If you use happy with -i it will generate an info file. The file lists all the states that your parser has. It will also list all the possible transitions for each state. You can use this information to determine if the shift/reduce conflict is one you care about.
Information about invoking happy and conflicts:
http://www.haskell.org/happy/doc/html/sec-invoking.html
http://www.haskell.org/happy/doc/html/sec-conflict-tips.html
Below is some of the output of -i. I've removed all but State 17. You'll want to get a copy of this file so that you can properly debug the problem. What you see here is just to help talk about it:
-----------------------------------------------------------------------------
Info file generated by Happy Version 1.18.10 from FNC.y
-----------------------------------------------------------------------------
state 17 contains 4 shift/reduce conflicts.
-----------------------------------------------------------------------------
Grammar
-----------------------------------------------------------------------------
%start_parse -> Prop (0)
Prop -> Sentence '.' (1)
Sentence -> AtomSent (2)
Sentence -> CompSent (3)
AtomSent -> var (4)
CompSent -> '(' Sentence ')' (5)
CompSent -> Sentence Connective Sentence (6)

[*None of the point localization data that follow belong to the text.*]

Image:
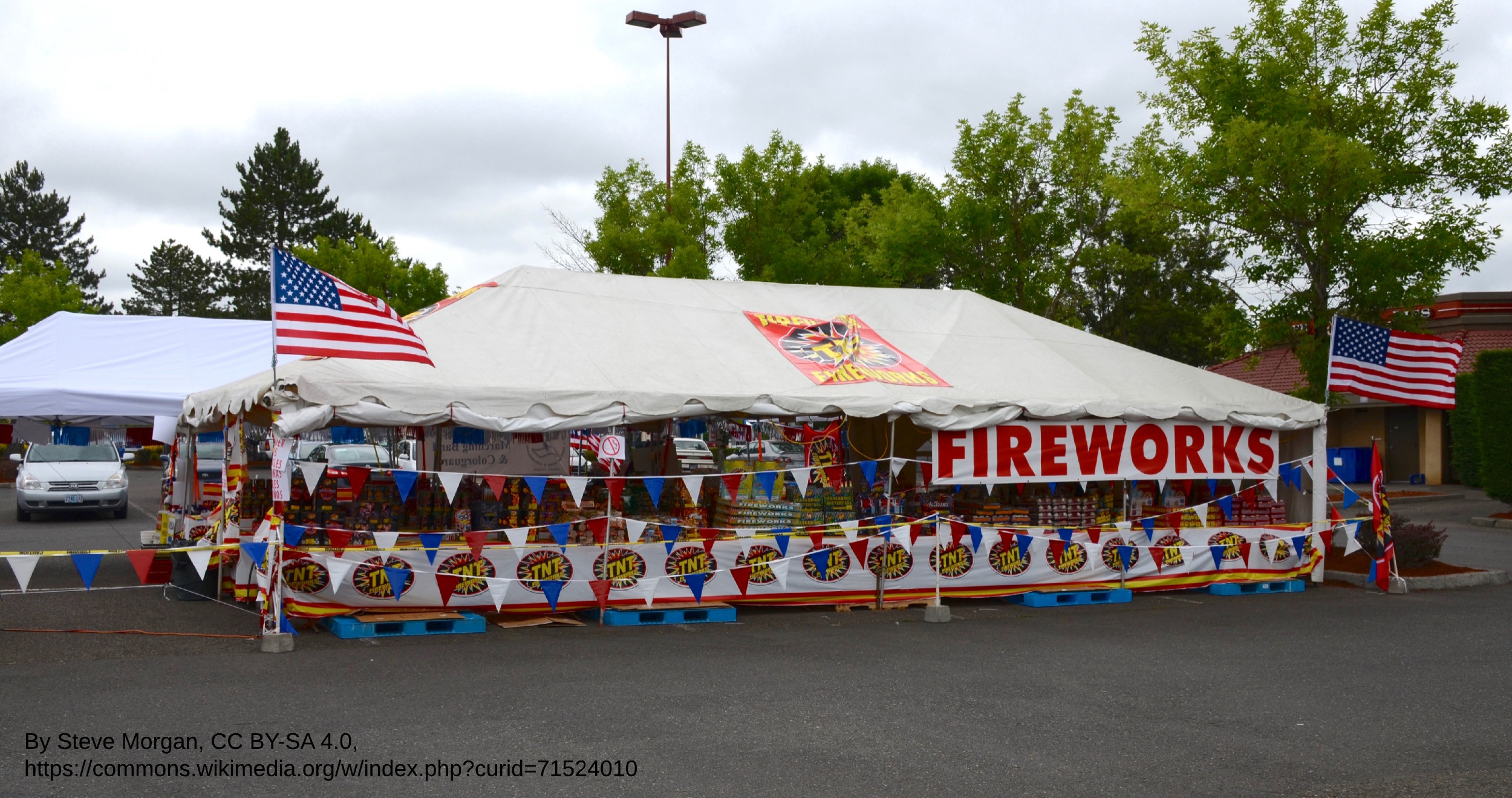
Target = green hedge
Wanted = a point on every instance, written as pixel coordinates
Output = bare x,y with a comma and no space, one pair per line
1494,411
1464,425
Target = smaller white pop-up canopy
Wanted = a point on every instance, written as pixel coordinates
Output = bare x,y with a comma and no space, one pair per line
77,368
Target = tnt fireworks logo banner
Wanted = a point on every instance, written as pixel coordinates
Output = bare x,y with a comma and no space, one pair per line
841,351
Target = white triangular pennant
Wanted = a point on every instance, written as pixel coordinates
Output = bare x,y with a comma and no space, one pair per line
800,477
339,571
451,481
497,589
1352,543
576,486
779,569
312,474
201,560
22,566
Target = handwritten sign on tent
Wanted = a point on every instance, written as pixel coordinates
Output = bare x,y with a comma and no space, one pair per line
841,351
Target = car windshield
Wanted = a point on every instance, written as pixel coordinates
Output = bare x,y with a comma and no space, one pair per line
100,453
357,456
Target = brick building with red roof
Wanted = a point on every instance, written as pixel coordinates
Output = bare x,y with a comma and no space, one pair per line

CompSent -> '¬' Sentence (7)
Connective -> and (8)
Connective -> or (9)
Connective -> "=>" (10)
Connective -> "<=>" (11)
-----------------------------------------------------------------------------
Terminals
-----------------------------------------------------------------------------
var { TokenVar $$ }
or { TokenOr }
and { TokenAnd }
'¬' { TokenNot }
"=>" { TokenImp }
"<=>" { TokenDImp }
'(' { TokenOB }
')' { TokenCB }
'.' { TokenEnd }
-----------------------------------------------------------------------------
Non-terminals
-----------------------------------------------------------------------------
%start_parse rule 0
Prop rule 1
Sentence rules 2, 3
AtomSent rule 4
CompSent rules 5, 6, 7
Connective rules 8, 9, 10, 11
-----------------------------------------------------------------------------
States
-----------------------------------------------------------------------------
State 17
CompSent -> Sentence . Connective Sentence (rule 6)
CompSent -> Sentence Connective Sentence . (rule 6)
or shift, and enter state 12
(reduce using rule 6)
and shift, and enter state 13
(reduce using rule 6)
"=>" shift, and enter state 14
(reduce using rule 6)
"<=>" shift, and enter state 15
(reduce using rule 6)
')' reduce using rule 6
'.' reduce using rule 6
Connective goto state 11
-----------------------------------------------------------------------------
Grammar Totals
-----------------------------------------------------------------------------
Number of rules: 12
Number of terminals: 9
Number of non-terminals: 6
Number of states: 19
That output basically says that it runs into a bit of ambiguity when it's looking at connectives. It turns out, the slides you linked mention this (Slide 11), "ambiguities are resolved through precedence ¬∧∨⇒⇔ or parentheses".
At this point, I would recommend looking at the shift/reduce conflicts and your desired precedences to see if the parser you have will do the right thing. If so, then you can safely ignore the warnings. If not, you have more work for yourself.
I can answer No. 2:
| c== '¬' == TokenNot : lexer cs --problem here
-- ^^
You have a == there where you should have a =.